Controlling a partner doubled the odds that men used violence in the past year.
A troubled past, a troubled future
Childhood trauma was closely associated with men becoming abusers: 85% of the men who had raped or beaten a woman had been physically or sexually abused themselves as children. Men who had experienced child abuse were five times more likely to use violence against a woman.
“Children exposed to this violence in the home and community are far more likely to themselves become involved in violence later in life – boys as perpetrators and girls as victims – and are at increased risk of experiencing a host of other social problems, including psychological distress, alcohol abuse, poor school performance and increased involvement in crime, including interpersonal violence,” the researchers said.
Men with signs of depression were three times as likely to be violent towards women; 49.8% of men were found to have probable depression and 50.3% probable post-traumatic stress disorder.
Yet, the Sonke CHANGE trial researchers pointed out that “there are no public mental health services available in Diepsloot to address the mental health consequences of such widespread exposure to generalised violence”.
According to Brown Lekekela, who runs Green Door, the two local clinics don’t stock rape kits and there is no nearby government hospital that offers rape counselling services.
The nearest Thuthuzela Care Centre – a one-stop, government-run service offering rape care – is at Tembisa Hospital about 30km away. “This means rape victims are forced to travel long distances to access post-rape care or to attend court cases,” the researchers said.
The only other available counselling services are those offered by the police and non-governmental organisations. The Gauteng health department had not responded to questions about the lack of services at the time of publication.
Alcohol plays a huge part in exacerbating violence against women. Problem drinking – binge or frequent drinking that interferes with daily life – increased men’s abuse of women by 50%. Three-quarters of the men in the study reported problem drinking. That rate is about six and a half times higher than the national alcohol abuse rate of 11.4%, as reported by the South African Stress and Health survey published in the South African Medical Journal in 2009.
“Men arrive in Diepsloot with a history of violence and abuse in both their childhood and adulthood … the mental health burden on this community is therefore incredibly high,” Hatcher said. “Alcohol is an important self-medication mechanism, a way to ‘take away’ some of these burdens and cares that have really never been addressed by our society.
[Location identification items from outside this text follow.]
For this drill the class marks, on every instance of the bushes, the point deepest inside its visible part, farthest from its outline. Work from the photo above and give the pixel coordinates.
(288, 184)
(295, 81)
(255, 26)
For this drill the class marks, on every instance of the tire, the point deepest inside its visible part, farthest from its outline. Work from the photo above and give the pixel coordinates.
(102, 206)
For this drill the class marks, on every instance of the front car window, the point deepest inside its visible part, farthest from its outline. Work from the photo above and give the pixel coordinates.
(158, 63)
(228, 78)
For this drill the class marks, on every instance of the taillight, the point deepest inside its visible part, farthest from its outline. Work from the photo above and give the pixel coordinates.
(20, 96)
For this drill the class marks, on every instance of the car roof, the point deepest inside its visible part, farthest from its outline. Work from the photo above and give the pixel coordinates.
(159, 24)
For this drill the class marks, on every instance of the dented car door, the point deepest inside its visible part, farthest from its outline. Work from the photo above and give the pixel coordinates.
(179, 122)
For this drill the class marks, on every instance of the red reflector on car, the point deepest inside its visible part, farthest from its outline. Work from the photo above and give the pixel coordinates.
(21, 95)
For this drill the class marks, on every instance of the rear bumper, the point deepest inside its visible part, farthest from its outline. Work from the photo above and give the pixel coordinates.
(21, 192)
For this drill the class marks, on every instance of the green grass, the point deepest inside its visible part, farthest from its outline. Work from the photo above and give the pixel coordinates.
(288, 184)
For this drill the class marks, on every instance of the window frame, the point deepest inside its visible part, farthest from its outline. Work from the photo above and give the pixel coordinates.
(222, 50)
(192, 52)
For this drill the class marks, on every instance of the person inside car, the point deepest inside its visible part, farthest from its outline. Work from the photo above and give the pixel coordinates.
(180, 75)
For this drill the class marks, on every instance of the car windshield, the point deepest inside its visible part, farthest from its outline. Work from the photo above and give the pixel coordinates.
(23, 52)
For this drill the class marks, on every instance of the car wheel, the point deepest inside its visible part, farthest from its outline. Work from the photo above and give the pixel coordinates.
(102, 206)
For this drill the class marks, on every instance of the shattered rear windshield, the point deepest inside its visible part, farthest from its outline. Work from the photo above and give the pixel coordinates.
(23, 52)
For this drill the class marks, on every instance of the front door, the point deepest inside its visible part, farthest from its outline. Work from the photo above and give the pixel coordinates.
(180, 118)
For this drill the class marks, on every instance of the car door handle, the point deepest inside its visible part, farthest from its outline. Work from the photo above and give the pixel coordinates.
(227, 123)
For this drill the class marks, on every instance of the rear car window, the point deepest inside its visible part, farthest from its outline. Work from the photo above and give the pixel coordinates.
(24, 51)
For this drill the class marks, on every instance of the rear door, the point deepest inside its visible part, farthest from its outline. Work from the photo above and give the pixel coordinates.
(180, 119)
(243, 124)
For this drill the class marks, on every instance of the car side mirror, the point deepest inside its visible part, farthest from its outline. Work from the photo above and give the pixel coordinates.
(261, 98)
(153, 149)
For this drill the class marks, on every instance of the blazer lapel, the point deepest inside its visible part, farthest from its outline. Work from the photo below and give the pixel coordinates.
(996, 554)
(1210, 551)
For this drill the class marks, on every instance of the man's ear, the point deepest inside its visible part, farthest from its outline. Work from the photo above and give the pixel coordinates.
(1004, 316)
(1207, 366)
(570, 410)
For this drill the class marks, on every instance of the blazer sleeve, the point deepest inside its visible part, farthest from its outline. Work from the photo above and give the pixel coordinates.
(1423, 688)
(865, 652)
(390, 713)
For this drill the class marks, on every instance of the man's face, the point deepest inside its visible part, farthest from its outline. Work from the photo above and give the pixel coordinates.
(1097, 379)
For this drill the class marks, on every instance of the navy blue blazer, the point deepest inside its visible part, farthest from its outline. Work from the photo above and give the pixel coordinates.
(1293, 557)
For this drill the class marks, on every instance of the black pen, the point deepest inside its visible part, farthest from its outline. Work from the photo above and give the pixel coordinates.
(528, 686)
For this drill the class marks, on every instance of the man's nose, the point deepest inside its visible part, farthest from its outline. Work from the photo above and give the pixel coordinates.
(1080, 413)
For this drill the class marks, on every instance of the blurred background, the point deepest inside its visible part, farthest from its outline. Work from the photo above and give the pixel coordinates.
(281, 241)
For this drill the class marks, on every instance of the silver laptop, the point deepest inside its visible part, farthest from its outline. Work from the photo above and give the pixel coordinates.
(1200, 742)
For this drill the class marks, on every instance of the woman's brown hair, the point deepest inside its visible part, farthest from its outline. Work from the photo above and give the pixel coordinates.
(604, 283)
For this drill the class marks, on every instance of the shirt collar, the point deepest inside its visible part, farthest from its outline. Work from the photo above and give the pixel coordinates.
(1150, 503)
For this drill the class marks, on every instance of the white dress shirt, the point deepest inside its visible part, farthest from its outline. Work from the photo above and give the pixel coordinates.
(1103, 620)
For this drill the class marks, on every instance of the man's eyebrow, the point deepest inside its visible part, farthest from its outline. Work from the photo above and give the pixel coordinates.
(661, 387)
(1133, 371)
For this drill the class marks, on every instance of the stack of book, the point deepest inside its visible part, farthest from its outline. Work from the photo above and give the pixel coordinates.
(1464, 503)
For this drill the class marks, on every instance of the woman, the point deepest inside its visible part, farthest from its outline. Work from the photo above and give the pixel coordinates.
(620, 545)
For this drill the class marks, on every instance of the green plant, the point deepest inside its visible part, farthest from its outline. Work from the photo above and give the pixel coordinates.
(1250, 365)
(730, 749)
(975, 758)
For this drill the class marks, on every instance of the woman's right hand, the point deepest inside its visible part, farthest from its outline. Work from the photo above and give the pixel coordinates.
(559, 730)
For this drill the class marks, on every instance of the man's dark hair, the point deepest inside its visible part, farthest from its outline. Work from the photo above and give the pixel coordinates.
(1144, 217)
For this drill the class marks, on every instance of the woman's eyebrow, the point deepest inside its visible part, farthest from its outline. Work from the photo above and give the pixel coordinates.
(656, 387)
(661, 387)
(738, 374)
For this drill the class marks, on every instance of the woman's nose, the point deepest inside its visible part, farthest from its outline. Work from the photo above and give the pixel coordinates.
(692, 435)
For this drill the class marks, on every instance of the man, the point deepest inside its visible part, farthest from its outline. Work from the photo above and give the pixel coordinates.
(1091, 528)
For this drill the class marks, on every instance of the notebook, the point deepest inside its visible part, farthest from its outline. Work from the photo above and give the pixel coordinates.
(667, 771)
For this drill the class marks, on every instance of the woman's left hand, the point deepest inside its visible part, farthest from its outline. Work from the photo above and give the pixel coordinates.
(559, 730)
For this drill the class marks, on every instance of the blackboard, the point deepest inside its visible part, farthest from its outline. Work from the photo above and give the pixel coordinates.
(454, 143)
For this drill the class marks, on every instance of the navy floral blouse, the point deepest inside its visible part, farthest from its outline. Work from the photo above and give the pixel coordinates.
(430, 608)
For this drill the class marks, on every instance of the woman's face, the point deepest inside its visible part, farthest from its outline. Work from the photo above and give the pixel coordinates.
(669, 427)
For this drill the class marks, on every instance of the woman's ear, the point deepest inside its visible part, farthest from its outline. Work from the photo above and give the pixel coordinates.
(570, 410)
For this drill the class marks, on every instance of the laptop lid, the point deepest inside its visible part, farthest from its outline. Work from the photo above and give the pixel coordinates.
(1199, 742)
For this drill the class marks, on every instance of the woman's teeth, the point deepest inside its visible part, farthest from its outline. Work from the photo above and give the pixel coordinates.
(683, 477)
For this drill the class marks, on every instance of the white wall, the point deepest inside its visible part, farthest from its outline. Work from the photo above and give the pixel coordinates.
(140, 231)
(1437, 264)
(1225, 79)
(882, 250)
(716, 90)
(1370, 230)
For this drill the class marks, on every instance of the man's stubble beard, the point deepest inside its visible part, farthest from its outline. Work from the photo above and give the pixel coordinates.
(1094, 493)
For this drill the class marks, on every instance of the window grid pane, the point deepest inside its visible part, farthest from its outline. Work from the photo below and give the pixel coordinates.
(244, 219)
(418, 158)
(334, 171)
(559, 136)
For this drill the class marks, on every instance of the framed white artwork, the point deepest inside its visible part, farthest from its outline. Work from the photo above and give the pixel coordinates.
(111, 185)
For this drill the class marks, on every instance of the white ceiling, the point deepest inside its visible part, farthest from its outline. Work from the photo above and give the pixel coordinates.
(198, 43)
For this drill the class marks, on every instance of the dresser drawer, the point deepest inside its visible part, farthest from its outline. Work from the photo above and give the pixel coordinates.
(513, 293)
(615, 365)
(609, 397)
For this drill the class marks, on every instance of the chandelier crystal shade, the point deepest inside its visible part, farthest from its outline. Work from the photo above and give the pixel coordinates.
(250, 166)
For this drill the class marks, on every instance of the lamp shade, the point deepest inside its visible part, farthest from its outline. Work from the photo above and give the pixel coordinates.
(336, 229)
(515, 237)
But the problem with alcohol is that it leads to more problems, such as increased episodes of violence.”
The survey showed that men who had a matric qualification, were older than the average participant age of 27 and were employed, were less likely to be violent towards women. Having food security, which is when a household has access to the food needed for a healthy life for all its members, reduced the odds of violence by 40%.
Hatcher said: “When men feel active and productive, and when they’re able to have certainty in their lives about their daily needs, they’re likely to use violence less to prove their manhood.”